This passage is the single most important biblical text for Molinism. It explicitly depicts God communicating counterfactual knowledge—knowledge of what would happen in circumstances that never obtain.
David’s two questions create a decision tree of unrealized events
Both answers describe unrealized events. God answered “yes” to both questions, yet neither event occurred. This is the definition of counterfactual knowledge: true propositions about states of affairs that never obtain. God knew what free creatures would do in circumstances that were never actualized.
The Molinist argument: God’s answers are counterfactuals of creaturely freedom (CCFs). He knows what Saul would freely choose and what the citizens would freely choose in a scenario that never actualizes. This knowledge is logically prior to God’s decree and is used by God to guide David providentially—a textbook demonstration of scientia media in action.
How middle knowledge guided David through branching counterfactuals
Providence through knowledge: God revealed what would happen, David freely chose to leave, and God’s purpose was accomplished. No coercion, no determination — just the intersection of divine middle knowledge and libertarian human freedom.
The decisive feature of this passage is that both predicted events fail to occur. God said Saul would come—he didn’t. God said the citizens would surrender David—they never had to decide. This eliminates the simple foreknowledge reading.
The unrealized events challenge for non-Molinist systems
Simple foreknowledge is God’s knowledge of the actual future. But the events God describes here never happen. They are not part of the actual future. They are counterfactual—they belong to an unrealized branch of history.
If God only knows the actual future, He would know that David leaves, Saul doesn’t come, and the citizens are never tested. He could not tell David what would happen if David stayed, because that scenario is not part of the actual future.
Middle knowledge solves this. God knows not only what will happen (free knowledge) but what would happen in every possible set of circumstances (middle knowledge). The branching counterfactual—“if you stay, then Saul will come and Keilah will betray you”—is an object of God’s scientia media.
William Lane Craig summarizes: God knew that if David were to remain at Keilah, then Saul would come and the citizens would surrender him.
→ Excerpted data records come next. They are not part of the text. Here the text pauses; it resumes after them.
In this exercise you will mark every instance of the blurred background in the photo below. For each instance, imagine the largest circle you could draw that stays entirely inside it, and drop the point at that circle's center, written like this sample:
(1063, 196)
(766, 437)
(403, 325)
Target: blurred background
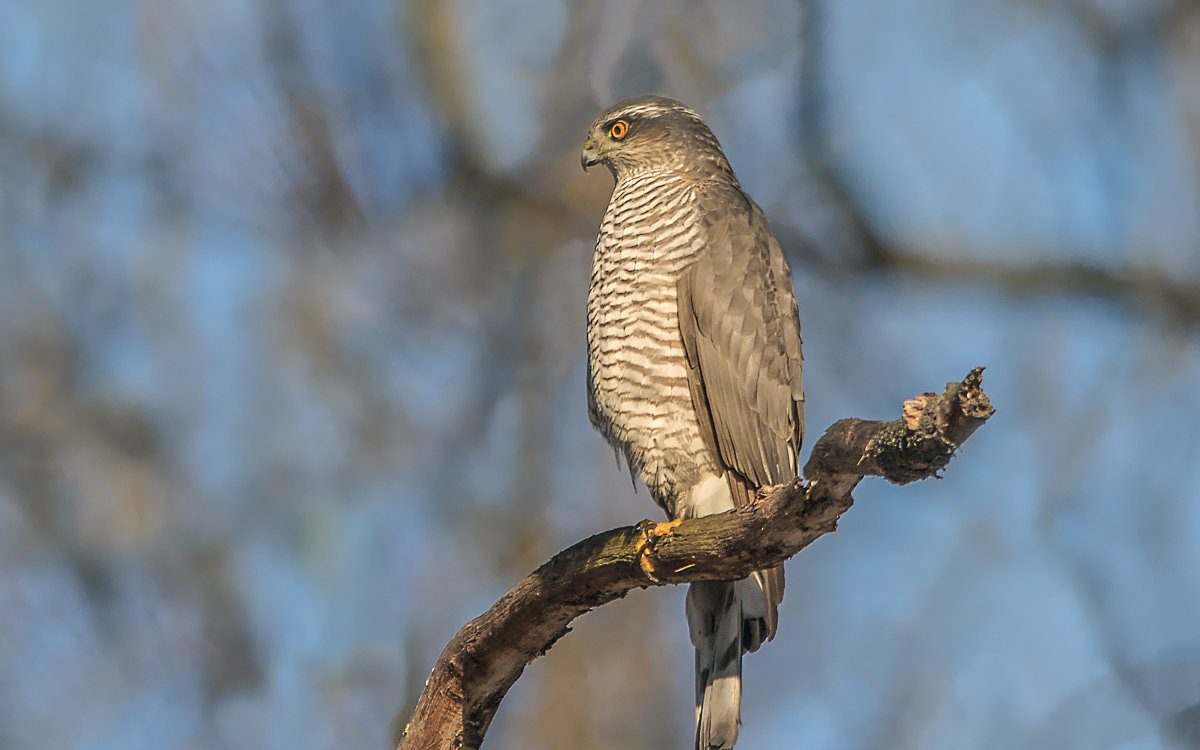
(292, 371)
Since God possessed this counterfactual knowledge, He was able to guide David’s decision by revealing it through the ephod. David freely chose to leave, and God’s purposes were accomplished through the intersection of divine knowledge and human freedom.
The Proof Text Explorer shows all four systems side by side.
God knows counterfactuals through His decree. What makes these propositions true is God's determination of what would happen, not independent creaturely freedom.
The grounding objection cuts both ways. The Calvinist says God's decree grounds counterfactual truth. But if God decrees what creatures would do, their choices are not free in any meaningful sense—they are determined by the decree. Molinism preserves genuine libertarian freedom while maintaining God's comprehensive knowledge.
The text shows David freely changing the outcome. David receives God's counterfactual knowledge and freely chooses a different course. If God had decreed everything—David's inquiry, God's answers, David's departure—then the entire exchange is a predetermined script, not a genuine dialogue between a free agent and an omniscient God.
Simple foreknowledge is sufficient. God knows counterfactuals as part of His comprehensive omniscience without needing a logically distinct middle knowledge.
Simple foreknowledge cannot access unrealized branches. If God's foreknowledge is knowledge of the actual future, He cannot know what would have happened in scenarios that never obtain. The actual future is: David leaves, Saul doesn't come. Simple foreknowledge gives God no access to the counterfactual branch where David stays.
The passage demands counterfactual knowledge. God's answers describe events in a scenario that never actualizes. This is precisely the domain of scientia media—knowledge that is neither necessary (natural knowledge) nor actual (free knowledge) but counterfactual.
God knows hypotheticals because He's omniscient. No special framework needed—just divine knowledge.
‘God just knows’ is not an explanation. Saying God knows counterfactuals 'because He's omniscient' restates the claim without explaining the mechanism. How does omniscience access truths about unrealized scenarios? Middle knowledge provides the mechanism: God knows all true CCFs prior to His creative decree.
Parsimony is not always a virtue. Sometimes reality is complex, and the simpler model fails to account for the data. Simple omniscience cannot explain how God knows about events that never happen. The Molinist model provides the explanatory framework.